Department of Radiology, Shanghai Ninth People's Hospital, Shanghai Jiao Tong University School of Medicine, No. 639 Zhizaoju Road, Shanghai, 200010, China.
Department of Radiology, Eye & ENT Hospital of Shanghai Medical School, Fudan University, No. 83 Fenyang Road, Shanghai, 200030, China.
Eur Radiol. 2020 Dec;30(12):6858-6866. doi: 10.1007/s00330-020-07011-4. Epub 2020 Jun 26.
To compare the CT texture feature reproducibility of 2D and 3D segmentations and their machine learning (ML)-based classifications for predicting human papilloma virus (HPV) status in oropharyngeal squamous cell carcinoma (OPSCC).
Data about 47 patients with pathological OPSCC (15 HPV positive and 32 HPV negative) were collected from a public database. Using 2D and 3D manual segmentations, 1032 texture features were extracted from contrast-enhanced CT images. Intraclass correlation coefficients (ICCs) were calculated to evaluate intraobserver and interobserver reproducibility. Collinearity analysis and a wrapper-based subset search algorithm were used for feature selection. Models were created using k-nearest neighbors (k-NN), logistic regression (LR), and random forest (RF) alone and with a synthetic minority oversampling technique (SMOTE). Classifier performance was assessed using 10-fold cross-validation.
Compared with 2D segmentation (468 of 1032, 45.3%), 3D segmentation (576 of 1032, 55.8%) yielded more texture features with reliable reproducibility (good to excellent in both intraobserver and interobserver analyses) (p < 0.001). RF and k-NN classifiers failed to achieve better classification performance using 3D features than using 2D features either alone or with SMOTE. The best models for 2D and 3D segmentations were both created using RF, which alone achieved areas under the curve (AUCs) of 0.880 and 0.847, respectively, and with SMOTE, AUCs of 0.953 and 0.920, respectively, were achieved.
Three-dimensional segmentation had better CT texture feature reproducibility, but 2D segmentation showed better performance. Considering the cost, 2D segmentation is more recommended for ML-based classification of HPV status of OPSCC.

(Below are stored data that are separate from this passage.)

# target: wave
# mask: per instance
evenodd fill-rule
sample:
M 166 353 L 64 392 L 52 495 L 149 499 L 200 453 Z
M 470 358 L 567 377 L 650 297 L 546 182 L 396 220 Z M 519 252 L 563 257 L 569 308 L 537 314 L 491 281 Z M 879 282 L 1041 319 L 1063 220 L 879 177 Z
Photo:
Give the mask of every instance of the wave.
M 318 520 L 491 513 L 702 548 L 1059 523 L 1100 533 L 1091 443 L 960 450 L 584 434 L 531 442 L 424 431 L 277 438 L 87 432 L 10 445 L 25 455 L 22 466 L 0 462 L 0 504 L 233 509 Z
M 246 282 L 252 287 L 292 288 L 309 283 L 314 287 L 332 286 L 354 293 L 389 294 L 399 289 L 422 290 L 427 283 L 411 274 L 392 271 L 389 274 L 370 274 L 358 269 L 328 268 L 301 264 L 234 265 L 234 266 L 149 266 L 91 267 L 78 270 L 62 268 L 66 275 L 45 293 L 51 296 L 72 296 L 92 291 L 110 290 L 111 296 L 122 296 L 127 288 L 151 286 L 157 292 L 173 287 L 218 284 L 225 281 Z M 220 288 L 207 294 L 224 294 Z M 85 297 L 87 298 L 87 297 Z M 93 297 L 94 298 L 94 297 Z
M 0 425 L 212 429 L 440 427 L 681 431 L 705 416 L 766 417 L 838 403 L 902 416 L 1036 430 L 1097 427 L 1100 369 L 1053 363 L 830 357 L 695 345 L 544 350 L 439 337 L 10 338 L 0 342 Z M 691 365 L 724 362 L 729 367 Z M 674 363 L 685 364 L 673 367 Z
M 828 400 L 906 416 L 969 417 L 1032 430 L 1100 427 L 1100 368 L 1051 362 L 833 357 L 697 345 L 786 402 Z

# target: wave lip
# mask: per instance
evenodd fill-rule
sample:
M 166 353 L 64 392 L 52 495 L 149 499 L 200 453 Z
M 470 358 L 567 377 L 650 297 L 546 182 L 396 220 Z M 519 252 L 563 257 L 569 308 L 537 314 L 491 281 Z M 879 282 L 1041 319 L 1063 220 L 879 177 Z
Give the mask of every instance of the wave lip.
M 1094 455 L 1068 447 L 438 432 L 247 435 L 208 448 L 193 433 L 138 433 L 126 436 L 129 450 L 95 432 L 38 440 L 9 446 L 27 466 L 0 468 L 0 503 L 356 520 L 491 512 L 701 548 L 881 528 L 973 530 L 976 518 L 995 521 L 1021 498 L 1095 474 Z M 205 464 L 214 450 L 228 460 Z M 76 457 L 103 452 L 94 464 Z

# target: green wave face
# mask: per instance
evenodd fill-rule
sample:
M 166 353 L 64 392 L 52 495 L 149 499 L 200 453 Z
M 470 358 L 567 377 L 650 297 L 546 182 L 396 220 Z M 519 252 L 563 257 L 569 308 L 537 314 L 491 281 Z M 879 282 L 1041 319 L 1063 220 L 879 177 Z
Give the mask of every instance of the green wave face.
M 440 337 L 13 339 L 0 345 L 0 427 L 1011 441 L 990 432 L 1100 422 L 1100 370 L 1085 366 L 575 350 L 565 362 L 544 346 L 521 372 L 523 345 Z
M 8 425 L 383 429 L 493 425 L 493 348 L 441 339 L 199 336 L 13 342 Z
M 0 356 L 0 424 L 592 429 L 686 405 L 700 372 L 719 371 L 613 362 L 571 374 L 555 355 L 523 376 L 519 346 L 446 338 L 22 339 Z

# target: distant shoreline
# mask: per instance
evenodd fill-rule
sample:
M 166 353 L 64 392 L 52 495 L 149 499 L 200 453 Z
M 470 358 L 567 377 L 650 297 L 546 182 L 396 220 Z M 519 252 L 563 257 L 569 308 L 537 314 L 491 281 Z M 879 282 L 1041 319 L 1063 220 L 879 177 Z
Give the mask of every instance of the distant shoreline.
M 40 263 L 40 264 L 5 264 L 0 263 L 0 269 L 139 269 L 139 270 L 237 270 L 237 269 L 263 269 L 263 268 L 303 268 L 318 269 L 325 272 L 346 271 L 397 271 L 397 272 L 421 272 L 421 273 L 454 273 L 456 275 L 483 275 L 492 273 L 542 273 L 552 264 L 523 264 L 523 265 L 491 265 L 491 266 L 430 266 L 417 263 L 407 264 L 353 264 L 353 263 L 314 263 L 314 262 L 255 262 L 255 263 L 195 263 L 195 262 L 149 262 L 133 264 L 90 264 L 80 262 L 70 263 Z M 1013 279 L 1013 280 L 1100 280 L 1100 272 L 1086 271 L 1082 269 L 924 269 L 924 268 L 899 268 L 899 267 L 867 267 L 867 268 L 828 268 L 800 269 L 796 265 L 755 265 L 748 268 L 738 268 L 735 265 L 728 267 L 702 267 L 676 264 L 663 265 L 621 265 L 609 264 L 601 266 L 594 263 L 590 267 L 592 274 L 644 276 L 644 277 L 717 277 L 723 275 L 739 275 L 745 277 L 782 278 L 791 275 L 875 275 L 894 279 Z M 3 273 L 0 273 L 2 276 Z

• Three-dimensional segmentation had better CT texture feature reproducibility than 2D segmentation. • Despite yielding more features with reliable reproducibility, 3D segmentation failed to provide better classification performance as compared to 2D for predicting HPV status of oropharyngeal squamous cell carcinoma. • The best models for 2D and 3D segmentations were both created using random forest classifier.
比较二维和三维分割的 CT 纹理特征可重复性及其基于机器学习(ML)的分类,以预测口咽鳞状细胞癌(OPSCC)中的人乳头瘤病毒(HPV)状态。
从公共数据库中收集了 47 例经病理证实的 OPSCC 患者(15 例 HPV 阳性,32 例 HPV 阴性)的数据。使用二维和三维手动分割,从对比增强 CT 图像中提取了 1032 个纹理特征。计算了组内相关系数(ICC)以评估观察者内和观察者间的可重复性。使用共线性分析和基于包装器的子集搜索算法进行特征选择。使用 k-最近邻(k-NN)、逻辑回归(LR)和随机森林(RF)单独以及使用合成少数过采样技术(SMOTE)创建模型。使用 10 折交叉验证评估分类器性能。
与二维分割(468/1032,45.3%)相比,三维分割(576/1032,55.8%)产生了更多具有可靠可重复性的纹理特征(观察者内和观察者间分析均为良好至极好)(p<0.001)。RF 和 k-NN 分类器单独或与 SMOTE 一起使用三维特征无法实现比二维特征更好的分类性能。二维和三维分割的最佳模型均使用 RF 创建,单独使用时 AUC 分别为 0.880 和 0.847,与 SMOTE 一起使用时 AUC 分别为 0.953 和 0.920。
三维分割的 CT 纹理特征具有更好的可重复性,但二维分割显示出更好的性能。考虑到成本,二维分割更推荐用于基于 ML 的 OPSCC HPV 状态分类。
三维分割的 CT 纹理特征比二维分割更具可重复性。
尽管产生了具有可靠可重复性的更多特征,但与二维分割相比,三维分割在预测 OPSCC 的 HPV 状态方面并未提供更好的分类性能。
二维和三维分割的最佳模型均使用随机森林分类器创建。